The lights dimmed and the crowd of men and women erupted into applause and hoots as Hollywood’s blockbuster “Black Panther” premiered in Saudi Arabia’s first movie theater.
Though it was a private, invitation-only screening on Wednesday evening, for many Saudis it marked one of the clearest moments of change to sweep the country in decades. It’s seen as part of a new era in which women will soon be allowed to drive and people in the kingdom will be able to go to concerts and fashion shows, and tuck into a bucket of popcorn in a cinema.
“It’s a new era, a new age. It’s that simple. Things are changing, progress is happening. We’re opening up and we’re catching up with everything that’s happening in the world,” said Rahaf Alhendi, who attended the showing.

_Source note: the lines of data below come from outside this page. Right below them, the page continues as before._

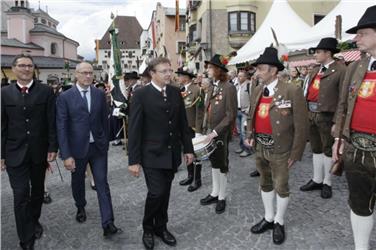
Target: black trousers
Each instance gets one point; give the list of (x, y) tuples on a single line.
[(158, 182), (27, 182)]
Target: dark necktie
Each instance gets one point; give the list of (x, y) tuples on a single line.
[(85, 99), (24, 90), (266, 92), (373, 66)]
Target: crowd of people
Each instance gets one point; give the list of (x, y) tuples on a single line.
[(172, 117)]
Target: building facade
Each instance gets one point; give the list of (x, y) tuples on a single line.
[(220, 27), (34, 32), (129, 34)]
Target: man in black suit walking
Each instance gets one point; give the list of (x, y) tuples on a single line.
[(158, 128), (28, 141)]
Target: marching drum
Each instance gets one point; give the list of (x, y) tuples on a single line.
[(202, 149)]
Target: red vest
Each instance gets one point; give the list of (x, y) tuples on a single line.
[(314, 88), (364, 114), (262, 118)]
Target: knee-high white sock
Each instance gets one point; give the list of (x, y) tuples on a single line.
[(215, 179), (282, 204), (318, 166), (222, 186), (362, 227), (328, 162), (268, 200)]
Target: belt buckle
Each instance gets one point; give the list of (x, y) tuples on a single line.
[(363, 141), (313, 106), (265, 140)]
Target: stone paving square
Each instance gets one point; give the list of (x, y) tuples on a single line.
[(312, 223)]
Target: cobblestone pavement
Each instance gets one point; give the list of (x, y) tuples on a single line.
[(311, 222)]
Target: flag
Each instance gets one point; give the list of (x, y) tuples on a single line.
[(177, 17), (115, 75)]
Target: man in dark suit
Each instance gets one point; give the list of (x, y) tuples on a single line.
[(82, 129), (158, 128), (28, 141)]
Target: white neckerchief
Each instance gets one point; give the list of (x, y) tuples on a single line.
[(28, 85), (157, 87), (370, 62), (271, 87)]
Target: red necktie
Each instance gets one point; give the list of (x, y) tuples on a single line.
[(24, 90)]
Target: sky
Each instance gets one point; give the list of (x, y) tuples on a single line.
[(87, 20)]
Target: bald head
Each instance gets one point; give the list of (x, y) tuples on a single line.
[(84, 74)]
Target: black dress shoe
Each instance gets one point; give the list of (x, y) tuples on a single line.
[(278, 233), (38, 232), (326, 192), (81, 215), (28, 245), (254, 174), (110, 230), (208, 200), (47, 198), (262, 226), (166, 237), (310, 186), (220, 207), (148, 240), (186, 181), (194, 186), (119, 143)]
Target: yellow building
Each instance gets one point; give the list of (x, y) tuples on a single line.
[(222, 26)]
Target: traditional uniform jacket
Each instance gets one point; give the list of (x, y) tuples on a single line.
[(288, 118), (351, 84), (245, 90), (27, 123), (194, 106), (158, 128), (222, 107), (330, 86)]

Authorities said the public would be able to purchase tickets online on Thursday for showings starting Friday. But there may be delays.
Movies screened in Saudi cinemas will be subject to approval by government censors, and Wednesday night’s premiere was no exception. Scenes of violence were not cut, but a final scene involving a kiss was axed.

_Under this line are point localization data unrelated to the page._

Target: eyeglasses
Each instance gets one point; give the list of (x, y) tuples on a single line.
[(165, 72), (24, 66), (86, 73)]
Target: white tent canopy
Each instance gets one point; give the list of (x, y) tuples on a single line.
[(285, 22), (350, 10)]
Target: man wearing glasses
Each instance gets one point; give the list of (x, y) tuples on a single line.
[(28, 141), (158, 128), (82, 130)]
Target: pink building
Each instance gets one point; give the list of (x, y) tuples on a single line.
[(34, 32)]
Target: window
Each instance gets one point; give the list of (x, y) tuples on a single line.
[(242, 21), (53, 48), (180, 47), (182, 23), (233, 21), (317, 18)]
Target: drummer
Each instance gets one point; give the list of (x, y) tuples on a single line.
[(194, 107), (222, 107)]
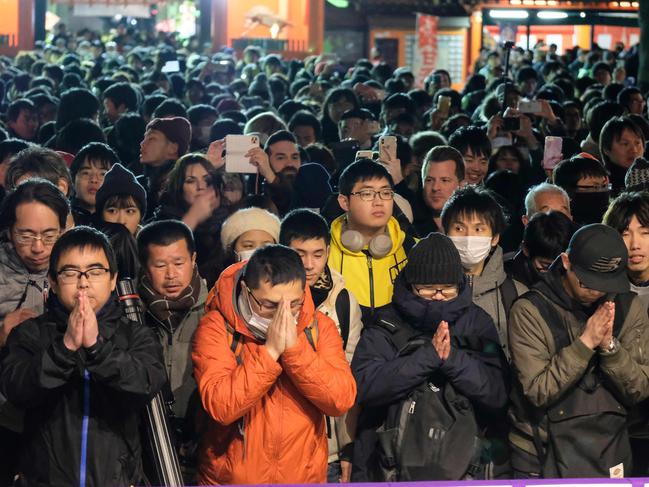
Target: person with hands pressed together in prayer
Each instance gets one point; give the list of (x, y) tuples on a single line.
[(269, 367), (577, 341), (33, 217), (81, 372), (421, 339)]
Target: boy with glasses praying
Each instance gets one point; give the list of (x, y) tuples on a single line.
[(33, 217), (81, 372), (431, 338)]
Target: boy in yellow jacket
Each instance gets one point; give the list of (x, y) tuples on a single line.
[(368, 246)]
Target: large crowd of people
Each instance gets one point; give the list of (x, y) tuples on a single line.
[(408, 283)]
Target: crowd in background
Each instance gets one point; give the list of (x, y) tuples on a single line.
[(482, 251)]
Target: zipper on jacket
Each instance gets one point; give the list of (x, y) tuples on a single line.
[(411, 409), (371, 273), (84, 428)]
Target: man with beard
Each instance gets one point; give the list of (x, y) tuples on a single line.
[(278, 163), (174, 294), (587, 183)]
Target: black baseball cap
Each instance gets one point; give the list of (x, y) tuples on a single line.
[(598, 256)]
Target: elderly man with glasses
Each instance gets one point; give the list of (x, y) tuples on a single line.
[(33, 217)]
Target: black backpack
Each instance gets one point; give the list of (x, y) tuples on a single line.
[(432, 434), (587, 431)]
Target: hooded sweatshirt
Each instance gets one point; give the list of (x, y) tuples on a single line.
[(266, 420), (369, 279)]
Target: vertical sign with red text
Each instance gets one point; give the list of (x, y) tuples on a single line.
[(425, 55)]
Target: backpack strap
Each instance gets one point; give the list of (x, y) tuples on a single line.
[(311, 333), (408, 243), (622, 306), (236, 345), (342, 311), (400, 333), (551, 317), (508, 294)]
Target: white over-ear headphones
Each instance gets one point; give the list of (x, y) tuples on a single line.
[(378, 247)]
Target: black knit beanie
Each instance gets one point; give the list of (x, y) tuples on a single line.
[(434, 260), (120, 181)]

Still, it’s a stark reversal for a country where public movie screenings were banned in the 1980s during a wave of ultra-conservatism that swept Saudi Arabia. Many Saudi clerics view Western movies and even Arabic films made in Egypt and Lebanon as sinful.
Despite decades of ultraconservative dogma, Crown Prince Mohammed bin Salman has pushed through a number of major social reforms with support from his father, King Salman, to satiate the desires of the country’s majority young population.